Once a week we’re videotaped while eating dinner, at the request of a French psychologist studying the effects of solitude on the group. She’s part of a team planning a simulated Mars mission in Antarctica, which would entail putting a small crew in an enclosed bubble. The tapes end up at headquarters in Paris. We wonder who else watches them.
Thursday and Sunday evenings we take a sauna, which breaks up our regimented routine. A pot of soup, cheese, and wine are left out; we can eat dinner whenever we please. Nevertheless, we usually choose to eat together at the same time. Since we are on rations, the cook puts one bay leaf in the soup. If the leaf turns up in someone’s bowl, the Russian scientist says, “A letter will be delivered to you soon.” We don’t have the Internet; once a day an iridium satellite phone makes a data call to retrieve our emails. The only world news I hear in the first three months is that Al Gore has won the Nobel Peace Prize and that Nicolas Sarkozy has been engaged to the top model Carla Bruni, much to the shock of the crew.

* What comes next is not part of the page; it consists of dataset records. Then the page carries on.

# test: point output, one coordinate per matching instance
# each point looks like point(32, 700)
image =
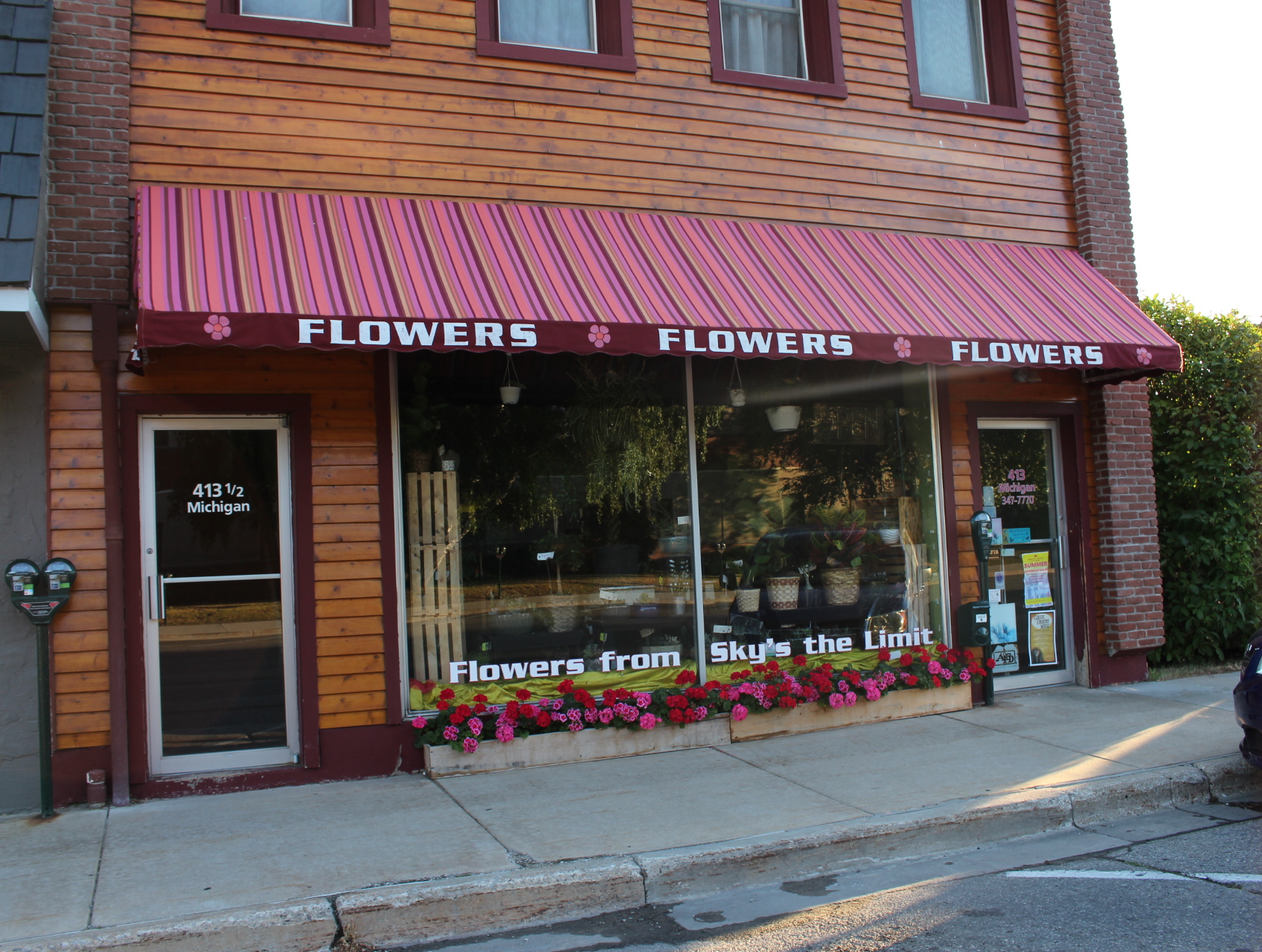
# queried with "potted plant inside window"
point(838, 547)
point(770, 565)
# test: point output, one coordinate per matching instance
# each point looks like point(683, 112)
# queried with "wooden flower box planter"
point(602, 744)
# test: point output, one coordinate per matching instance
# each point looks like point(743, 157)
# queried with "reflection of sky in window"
point(949, 57)
point(315, 10)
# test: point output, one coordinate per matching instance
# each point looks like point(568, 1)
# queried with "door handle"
point(157, 599)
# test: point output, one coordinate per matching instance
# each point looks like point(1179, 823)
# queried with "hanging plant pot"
point(783, 593)
point(841, 585)
point(784, 419)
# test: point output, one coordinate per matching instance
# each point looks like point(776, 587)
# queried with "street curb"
point(303, 926)
point(469, 906)
point(388, 917)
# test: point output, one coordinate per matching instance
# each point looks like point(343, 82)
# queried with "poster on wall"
point(1037, 585)
point(1042, 638)
point(1004, 637)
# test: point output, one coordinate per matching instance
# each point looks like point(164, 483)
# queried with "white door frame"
point(153, 587)
point(1066, 676)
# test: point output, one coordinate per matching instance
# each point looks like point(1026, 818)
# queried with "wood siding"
point(348, 634)
point(428, 118)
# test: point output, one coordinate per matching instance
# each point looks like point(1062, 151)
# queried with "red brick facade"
point(1121, 434)
point(90, 77)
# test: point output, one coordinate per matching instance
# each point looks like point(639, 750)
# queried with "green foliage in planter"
point(1207, 455)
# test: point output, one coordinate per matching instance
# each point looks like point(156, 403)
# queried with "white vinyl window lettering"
point(763, 37)
point(308, 10)
point(557, 25)
point(949, 54)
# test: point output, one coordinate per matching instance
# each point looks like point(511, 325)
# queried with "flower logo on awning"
point(217, 327)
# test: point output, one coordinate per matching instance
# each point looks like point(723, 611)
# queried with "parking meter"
point(39, 593)
point(979, 524)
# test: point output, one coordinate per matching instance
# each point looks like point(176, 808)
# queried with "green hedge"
point(1207, 440)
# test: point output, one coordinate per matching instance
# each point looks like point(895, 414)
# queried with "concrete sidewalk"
point(404, 859)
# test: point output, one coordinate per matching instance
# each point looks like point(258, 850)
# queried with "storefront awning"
point(255, 268)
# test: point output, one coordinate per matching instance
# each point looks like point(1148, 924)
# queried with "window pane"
point(819, 538)
point(562, 25)
point(557, 544)
point(949, 54)
point(315, 10)
point(763, 37)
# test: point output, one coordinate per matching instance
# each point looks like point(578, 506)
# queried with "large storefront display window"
point(560, 526)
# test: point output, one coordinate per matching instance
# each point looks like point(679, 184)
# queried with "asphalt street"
point(1170, 881)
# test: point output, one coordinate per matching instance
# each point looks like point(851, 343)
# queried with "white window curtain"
point(312, 10)
point(560, 25)
point(763, 37)
point(949, 54)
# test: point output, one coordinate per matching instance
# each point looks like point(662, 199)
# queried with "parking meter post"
point(45, 721)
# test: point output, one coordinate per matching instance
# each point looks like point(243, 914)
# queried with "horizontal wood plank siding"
point(428, 118)
point(345, 515)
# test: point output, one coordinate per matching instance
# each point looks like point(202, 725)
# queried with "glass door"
point(1028, 588)
point(219, 604)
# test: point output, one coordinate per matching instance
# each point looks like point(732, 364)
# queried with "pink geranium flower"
point(217, 328)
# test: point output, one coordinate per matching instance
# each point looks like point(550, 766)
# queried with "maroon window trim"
point(1002, 49)
point(371, 20)
point(384, 399)
point(615, 39)
point(297, 408)
point(823, 43)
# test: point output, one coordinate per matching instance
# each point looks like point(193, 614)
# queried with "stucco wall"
point(22, 533)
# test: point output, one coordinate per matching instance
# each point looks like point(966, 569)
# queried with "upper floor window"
point(784, 45)
point(949, 54)
point(595, 33)
point(963, 56)
point(346, 20)
point(763, 37)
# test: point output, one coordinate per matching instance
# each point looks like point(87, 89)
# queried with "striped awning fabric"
point(257, 268)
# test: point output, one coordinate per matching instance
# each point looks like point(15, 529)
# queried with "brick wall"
point(1093, 103)
point(1130, 559)
point(1130, 564)
point(90, 77)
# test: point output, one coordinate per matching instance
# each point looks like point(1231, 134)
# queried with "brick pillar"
point(1121, 434)
point(1127, 498)
point(89, 228)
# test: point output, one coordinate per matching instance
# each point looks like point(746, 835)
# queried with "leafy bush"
point(1207, 442)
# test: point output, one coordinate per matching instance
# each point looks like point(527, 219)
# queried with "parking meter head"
point(981, 526)
point(20, 576)
point(975, 623)
point(60, 574)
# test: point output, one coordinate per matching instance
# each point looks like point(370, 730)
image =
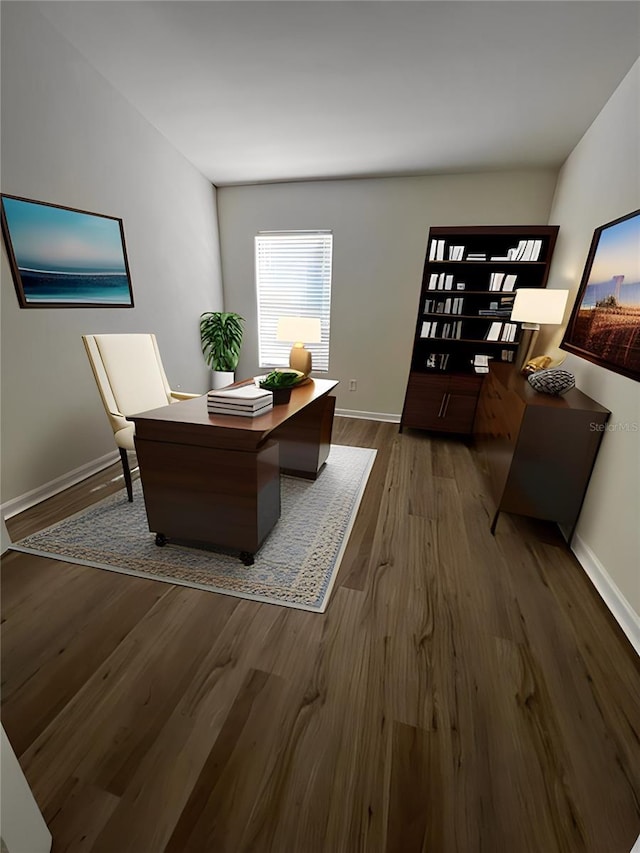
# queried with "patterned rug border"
point(330, 574)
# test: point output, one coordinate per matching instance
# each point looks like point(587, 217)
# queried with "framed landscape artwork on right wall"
point(605, 322)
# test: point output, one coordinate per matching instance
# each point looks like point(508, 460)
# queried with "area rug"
point(296, 566)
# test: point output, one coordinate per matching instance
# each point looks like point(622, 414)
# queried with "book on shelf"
point(526, 250)
point(502, 281)
point(436, 250)
point(437, 361)
point(509, 332)
point(429, 329)
point(494, 332)
point(481, 363)
point(495, 282)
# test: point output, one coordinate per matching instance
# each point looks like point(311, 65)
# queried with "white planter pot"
point(221, 378)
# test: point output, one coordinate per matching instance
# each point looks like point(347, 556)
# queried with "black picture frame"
point(604, 327)
point(63, 257)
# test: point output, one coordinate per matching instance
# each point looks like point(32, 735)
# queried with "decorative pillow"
point(552, 381)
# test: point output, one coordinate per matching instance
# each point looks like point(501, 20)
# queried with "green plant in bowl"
point(279, 379)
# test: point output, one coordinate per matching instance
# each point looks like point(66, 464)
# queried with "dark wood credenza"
point(539, 449)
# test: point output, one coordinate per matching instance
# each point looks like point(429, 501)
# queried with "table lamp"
point(534, 307)
point(300, 330)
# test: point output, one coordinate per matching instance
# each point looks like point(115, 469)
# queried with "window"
point(293, 277)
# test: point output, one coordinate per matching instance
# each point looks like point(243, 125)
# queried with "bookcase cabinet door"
point(425, 401)
point(441, 403)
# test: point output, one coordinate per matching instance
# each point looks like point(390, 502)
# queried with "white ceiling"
point(273, 91)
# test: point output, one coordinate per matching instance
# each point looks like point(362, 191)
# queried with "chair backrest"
point(129, 374)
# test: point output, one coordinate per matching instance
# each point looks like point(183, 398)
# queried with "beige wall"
point(69, 138)
point(600, 182)
point(380, 229)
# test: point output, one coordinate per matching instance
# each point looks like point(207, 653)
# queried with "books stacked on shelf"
point(451, 305)
point(502, 281)
point(481, 363)
point(449, 330)
point(436, 250)
point(526, 250)
point(247, 401)
point(503, 308)
point(502, 332)
point(440, 281)
point(437, 361)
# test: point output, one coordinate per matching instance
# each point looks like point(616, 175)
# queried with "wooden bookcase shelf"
point(462, 301)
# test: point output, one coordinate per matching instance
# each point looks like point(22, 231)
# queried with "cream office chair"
point(130, 378)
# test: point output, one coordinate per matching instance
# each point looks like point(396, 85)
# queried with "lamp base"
point(300, 359)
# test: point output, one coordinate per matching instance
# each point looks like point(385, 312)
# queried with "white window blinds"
point(293, 278)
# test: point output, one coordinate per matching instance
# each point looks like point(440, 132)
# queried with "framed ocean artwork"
point(604, 326)
point(61, 257)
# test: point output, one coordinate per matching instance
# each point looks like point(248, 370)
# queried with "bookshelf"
point(463, 324)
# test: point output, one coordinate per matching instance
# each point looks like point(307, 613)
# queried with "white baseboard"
point(369, 416)
point(622, 611)
point(48, 490)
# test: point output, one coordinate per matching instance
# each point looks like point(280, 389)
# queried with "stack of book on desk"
point(246, 401)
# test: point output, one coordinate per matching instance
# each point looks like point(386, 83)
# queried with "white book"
point(240, 413)
point(496, 280)
point(522, 245)
point(243, 392)
point(494, 331)
point(528, 250)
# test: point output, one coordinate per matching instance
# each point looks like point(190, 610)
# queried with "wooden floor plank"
point(463, 693)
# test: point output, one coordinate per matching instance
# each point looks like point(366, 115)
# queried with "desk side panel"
point(226, 498)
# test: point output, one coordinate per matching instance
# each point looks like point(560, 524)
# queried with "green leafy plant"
point(221, 338)
point(281, 379)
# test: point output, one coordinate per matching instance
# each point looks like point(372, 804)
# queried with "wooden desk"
point(215, 479)
point(539, 449)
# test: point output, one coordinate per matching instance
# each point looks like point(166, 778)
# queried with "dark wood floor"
point(462, 692)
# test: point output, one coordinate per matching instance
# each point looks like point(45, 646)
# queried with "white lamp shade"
point(535, 305)
point(305, 330)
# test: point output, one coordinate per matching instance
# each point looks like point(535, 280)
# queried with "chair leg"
point(127, 473)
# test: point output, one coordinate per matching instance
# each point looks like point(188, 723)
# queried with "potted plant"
point(280, 383)
point(221, 338)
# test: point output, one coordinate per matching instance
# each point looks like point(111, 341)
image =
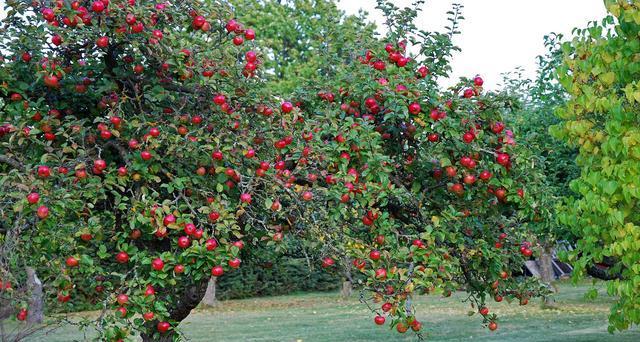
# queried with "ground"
point(326, 317)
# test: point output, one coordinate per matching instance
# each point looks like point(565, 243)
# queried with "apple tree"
point(141, 151)
point(127, 131)
point(424, 188)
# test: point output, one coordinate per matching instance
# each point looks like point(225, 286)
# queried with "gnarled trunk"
point(546, 266)
point(189, 299)
point(347, 284)
point(209, 298)
point(36, 301)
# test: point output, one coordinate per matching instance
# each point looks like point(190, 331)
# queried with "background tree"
point(599, 72)
point(552, 161)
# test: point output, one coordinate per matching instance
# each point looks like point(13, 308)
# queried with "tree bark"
point(36, 302)
point(347, 284)
point(347, 289)
point(209, 298)
point(546, 266)
point(188, 300)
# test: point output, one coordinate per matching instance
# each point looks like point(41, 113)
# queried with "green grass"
point(327, 317)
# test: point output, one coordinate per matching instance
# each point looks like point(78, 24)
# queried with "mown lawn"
point(327, 317)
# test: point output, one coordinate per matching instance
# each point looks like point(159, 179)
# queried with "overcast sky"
point(497, 35)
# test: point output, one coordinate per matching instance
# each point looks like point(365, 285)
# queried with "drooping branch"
point(12, 162)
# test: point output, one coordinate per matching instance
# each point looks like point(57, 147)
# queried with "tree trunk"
point(36, 303)
point(209, 298)
point(347, 288)
point(546, 266)
point(187, 301)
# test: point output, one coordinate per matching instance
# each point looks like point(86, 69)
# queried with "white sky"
point(497, 35)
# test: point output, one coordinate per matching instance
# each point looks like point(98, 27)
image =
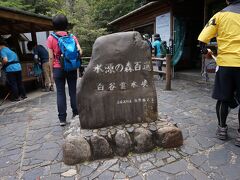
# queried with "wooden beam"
point(24, 18)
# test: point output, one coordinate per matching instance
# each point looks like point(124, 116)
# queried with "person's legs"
point(20, 85)
point(46, 73)
point(224, 92)
point(237, 97)
point(12, 83)
point(72, 83)
point(237, 140)
point(222, 110)
point(59, 77)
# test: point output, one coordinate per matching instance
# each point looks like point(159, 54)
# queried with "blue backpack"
point(70, 56)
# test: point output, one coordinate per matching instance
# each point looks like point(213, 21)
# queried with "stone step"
point(91, 144)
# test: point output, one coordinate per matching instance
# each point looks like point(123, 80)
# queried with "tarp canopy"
point(14, 21)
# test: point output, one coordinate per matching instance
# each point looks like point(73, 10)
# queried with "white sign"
point(163, 26)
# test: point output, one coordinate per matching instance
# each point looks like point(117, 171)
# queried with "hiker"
point(224, 25)
point(41, 56)
point(60, 76)
point(157, 52)
point(13, 70)
point(164, 49)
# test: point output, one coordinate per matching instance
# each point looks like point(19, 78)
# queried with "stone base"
point(86, 144)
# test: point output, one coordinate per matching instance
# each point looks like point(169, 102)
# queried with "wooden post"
point(168, 72)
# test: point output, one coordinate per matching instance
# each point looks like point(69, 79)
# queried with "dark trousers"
point(14, 80)
point(60, 78)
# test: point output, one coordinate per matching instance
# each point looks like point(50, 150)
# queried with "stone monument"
point(117, 104)
point(117, 87)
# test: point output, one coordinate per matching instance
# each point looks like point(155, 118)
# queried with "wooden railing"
point(167, 72)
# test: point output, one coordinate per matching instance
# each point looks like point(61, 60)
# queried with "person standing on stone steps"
point(157, 52)
point(41, 56)
point(225, 25)
point(60, 23)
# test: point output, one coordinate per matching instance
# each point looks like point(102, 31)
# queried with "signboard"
point(163, 26)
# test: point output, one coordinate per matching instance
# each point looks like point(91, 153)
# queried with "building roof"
point(142, 8)
point(18, 21)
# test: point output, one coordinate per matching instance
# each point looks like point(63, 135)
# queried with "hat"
point(146, 36)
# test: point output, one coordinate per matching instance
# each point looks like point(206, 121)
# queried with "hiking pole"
point(5, 98)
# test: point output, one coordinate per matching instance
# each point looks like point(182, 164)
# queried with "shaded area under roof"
point(14, 21)
point(153, 3)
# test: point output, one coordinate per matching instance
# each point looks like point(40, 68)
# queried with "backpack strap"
point(55, 35)
point(8, 64)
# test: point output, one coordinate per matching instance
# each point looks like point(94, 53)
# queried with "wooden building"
point(178, 22)
point(13, 23)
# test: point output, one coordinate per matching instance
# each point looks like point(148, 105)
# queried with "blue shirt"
point(11, 56)
point(156, 45)
point(41, 53)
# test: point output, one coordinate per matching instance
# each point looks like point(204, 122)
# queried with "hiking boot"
point(74, 115)
point(222, 133)
point(45, 89)
point(23, 97)
point(51, 88)
point(237, 140)
point(15, 100)
point(63, 123)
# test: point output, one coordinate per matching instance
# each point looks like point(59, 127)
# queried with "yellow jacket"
point(225, 26)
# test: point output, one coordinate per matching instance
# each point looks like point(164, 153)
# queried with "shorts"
point(227, 85)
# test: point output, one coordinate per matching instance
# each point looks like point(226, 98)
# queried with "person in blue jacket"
point(13, 71)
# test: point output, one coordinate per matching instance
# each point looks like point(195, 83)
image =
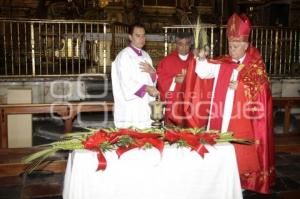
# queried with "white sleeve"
point(206, 70)
point(128, 78)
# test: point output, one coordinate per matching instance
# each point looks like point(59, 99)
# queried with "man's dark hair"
point(184, 35)
point(135, 25)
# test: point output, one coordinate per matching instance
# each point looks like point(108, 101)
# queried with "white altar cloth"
point(144, 174)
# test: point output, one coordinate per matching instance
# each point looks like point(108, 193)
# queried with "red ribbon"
point(93, 143)
point(195, 141)
point(139, 140)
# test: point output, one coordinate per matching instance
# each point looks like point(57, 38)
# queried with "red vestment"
point(251, 117)
point(167, 70)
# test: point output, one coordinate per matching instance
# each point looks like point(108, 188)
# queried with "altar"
point(147, 174)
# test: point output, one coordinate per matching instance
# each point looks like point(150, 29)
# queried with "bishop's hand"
point(201, 53)
point(146, 67)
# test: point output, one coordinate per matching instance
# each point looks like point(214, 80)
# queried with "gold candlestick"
point(157, 113)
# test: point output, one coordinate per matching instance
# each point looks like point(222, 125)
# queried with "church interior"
point(55, 65)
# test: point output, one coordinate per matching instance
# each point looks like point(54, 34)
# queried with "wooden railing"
point(33, 48)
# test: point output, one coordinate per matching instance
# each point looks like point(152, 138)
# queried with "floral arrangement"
point(122, 140)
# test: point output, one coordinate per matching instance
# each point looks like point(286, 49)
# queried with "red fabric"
point(251, 118)
point(167, 69)
point(238, 28)
point(197, 98)
point(254, 93)
point(226, 69)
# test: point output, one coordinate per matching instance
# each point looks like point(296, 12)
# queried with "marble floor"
point(46, 185)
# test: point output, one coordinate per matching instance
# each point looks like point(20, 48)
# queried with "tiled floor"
point(41, 183)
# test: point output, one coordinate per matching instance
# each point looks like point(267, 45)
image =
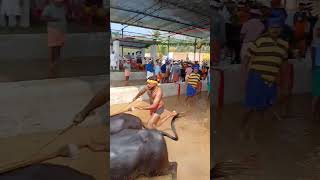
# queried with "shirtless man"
point(156, 107)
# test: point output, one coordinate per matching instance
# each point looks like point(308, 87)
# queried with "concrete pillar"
point(116, 49)
point(291, 7)
point(25, 14)
point(153, 53)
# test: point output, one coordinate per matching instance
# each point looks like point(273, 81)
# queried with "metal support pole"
point(195, 49)
point(168, 45)
point(122, 39)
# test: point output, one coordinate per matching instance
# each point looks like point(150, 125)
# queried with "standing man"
point(218, 29)
point(127, 71)
point(156, 107)
point(55, 16)
point(175, 72)
point(192, 82)
point(150, 69)
point(113, 61)
point(251, 30)
point(264, 59)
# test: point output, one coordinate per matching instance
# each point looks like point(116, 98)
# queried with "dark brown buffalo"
point(136, 152)
point(124, 121)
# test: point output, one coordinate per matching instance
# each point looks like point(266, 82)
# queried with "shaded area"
point(131, 83)
point(286, 148)
point(45, 171)
point(38, 69)
point(182, 17)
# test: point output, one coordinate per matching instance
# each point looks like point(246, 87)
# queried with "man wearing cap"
point(150, 69)
point(156, 107)
point(265, 57)
point(217, 29)
point(175, 72)
point(192, 82)
point(251, 30)
point(55, 16)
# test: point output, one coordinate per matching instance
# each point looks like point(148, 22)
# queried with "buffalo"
point(137, 151)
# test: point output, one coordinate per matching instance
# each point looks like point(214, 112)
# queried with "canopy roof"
point(175, 16)
point(134, 43)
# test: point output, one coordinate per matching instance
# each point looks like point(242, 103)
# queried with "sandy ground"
point(14, 149)
point(192, 150)
point(38, 68)
point(286, 149)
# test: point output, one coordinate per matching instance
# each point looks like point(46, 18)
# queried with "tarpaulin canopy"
point(174, 16)
point(134, 43)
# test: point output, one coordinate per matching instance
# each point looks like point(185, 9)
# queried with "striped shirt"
point(267, 55)
point(193, 79)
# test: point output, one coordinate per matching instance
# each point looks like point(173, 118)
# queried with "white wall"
point(42, 105)
point(121, 95)
point(34, 46)
point(119, 76)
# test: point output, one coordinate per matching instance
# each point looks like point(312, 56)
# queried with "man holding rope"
point(156, 107)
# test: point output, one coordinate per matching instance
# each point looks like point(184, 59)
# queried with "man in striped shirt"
point(264, 60)
point(192, 82)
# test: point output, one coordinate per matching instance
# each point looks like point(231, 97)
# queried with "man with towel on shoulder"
point(156, 106)
point(266, 56)
point(192, 82)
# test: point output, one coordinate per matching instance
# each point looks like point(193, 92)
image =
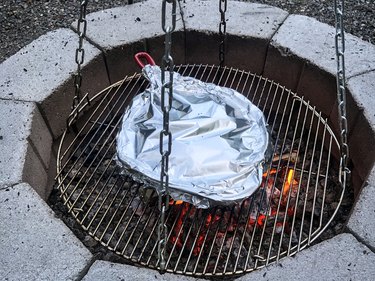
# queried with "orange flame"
point(289, 182)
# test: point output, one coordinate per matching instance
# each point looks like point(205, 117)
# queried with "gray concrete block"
point(107, 271)
point(340, 258)
point(314, 42)
point(43, 72)
point(249, 27)
point(359, 101)
point(121, 26)
point(283, 68)
point(361, 222)
point(124, 31)
point(243, 19)
point(34, 244)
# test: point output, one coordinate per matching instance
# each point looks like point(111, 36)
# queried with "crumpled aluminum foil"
point(219, 140)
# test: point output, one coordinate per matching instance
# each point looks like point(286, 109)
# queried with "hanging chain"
point(340, 78)
point(165, 134)
point(222, 31)
point(80, 53)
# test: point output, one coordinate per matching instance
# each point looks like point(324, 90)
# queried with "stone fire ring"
point(36, 89)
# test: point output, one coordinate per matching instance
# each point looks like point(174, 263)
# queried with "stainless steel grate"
point(287, 213)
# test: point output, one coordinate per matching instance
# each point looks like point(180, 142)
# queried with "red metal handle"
point(143, 56)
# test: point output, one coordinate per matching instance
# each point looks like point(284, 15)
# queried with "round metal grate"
point(289, 211)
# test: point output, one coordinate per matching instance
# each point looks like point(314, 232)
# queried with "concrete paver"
point(25, 144)
point(340, 258)
point(34, 244)
point(42, 72)
point(361, 221)
point(107, 271)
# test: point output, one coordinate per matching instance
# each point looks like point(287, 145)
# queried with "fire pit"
point(289, 211)
point(298, 198)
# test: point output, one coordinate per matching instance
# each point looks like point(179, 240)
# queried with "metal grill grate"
point(287, 213)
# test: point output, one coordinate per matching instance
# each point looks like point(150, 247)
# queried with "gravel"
point(22, 21)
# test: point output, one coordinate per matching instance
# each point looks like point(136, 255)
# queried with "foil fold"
point(219, 141)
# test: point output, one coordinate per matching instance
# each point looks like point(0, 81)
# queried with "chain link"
point(222, 31)
point(167, 66)
point(340, 78)
point(80, 53)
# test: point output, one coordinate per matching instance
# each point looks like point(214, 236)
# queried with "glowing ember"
point(271, 207)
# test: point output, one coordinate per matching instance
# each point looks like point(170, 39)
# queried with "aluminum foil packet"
point(219, 141)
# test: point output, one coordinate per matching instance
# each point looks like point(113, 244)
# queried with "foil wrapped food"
point(219, 141)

Mares’ tails and mackerel scales make tall ships take down their sails.
Clear moon, frost soon.
A wind from the south has rain in its mouth.
Red sky at night, sailor’s delight. Red sky in morning, sailors take warning.
Technically we are at sea, and there are sailors’ superstitions we must oblige. For example, on a French vessel it's bad luck to say rabbit out loud (in any language). This harkens back to the days when boats were made of wood and live animals were kept on board for food. Rabbits would often eat through their cages and then gnaw away at the the ship. Oftentimes I pass the Russian scientist in the hallway and he pantomimes the forbidden word for my amusement, mounting gloves on either side of his skull and flapping them like bunny ears.
We never know when a major break in the ice will occur. One day in December the ice fractures and we lose our survival tent, toilet, tractor, and some drums of diesel. Floes begin to separate as we drift closer to the edge of the ice, and we scramble to pack the equipment we’ve stored on its surface. We’re constantly betting on the exact date we’ll escape the ice. We receive predictions in the form of phone calls from headquarters in Paris forecasting the wind direction and air pressure.
Occasionally I see a large fissure form in the ice and am reminded of reading the lines of someone’s palm to tell her future. I light up these fissures with a headlamp, as if doing so will reveal the points where the ice might weaken and break, freeing us.
I trace the lines on the palms of my crewmates' hands, in the color of their choosing. The chief, who has lived on Tara for two years now, says it’s the most sensual experience he can remember. I must admit, it does feel pretty damn good: The carpenter traces the lines of my left hand in green and says how difficult it is to know me, and I tell him that I’ve been thinking about this too, and we agree that there are many ways to know a person, and we leave it at that.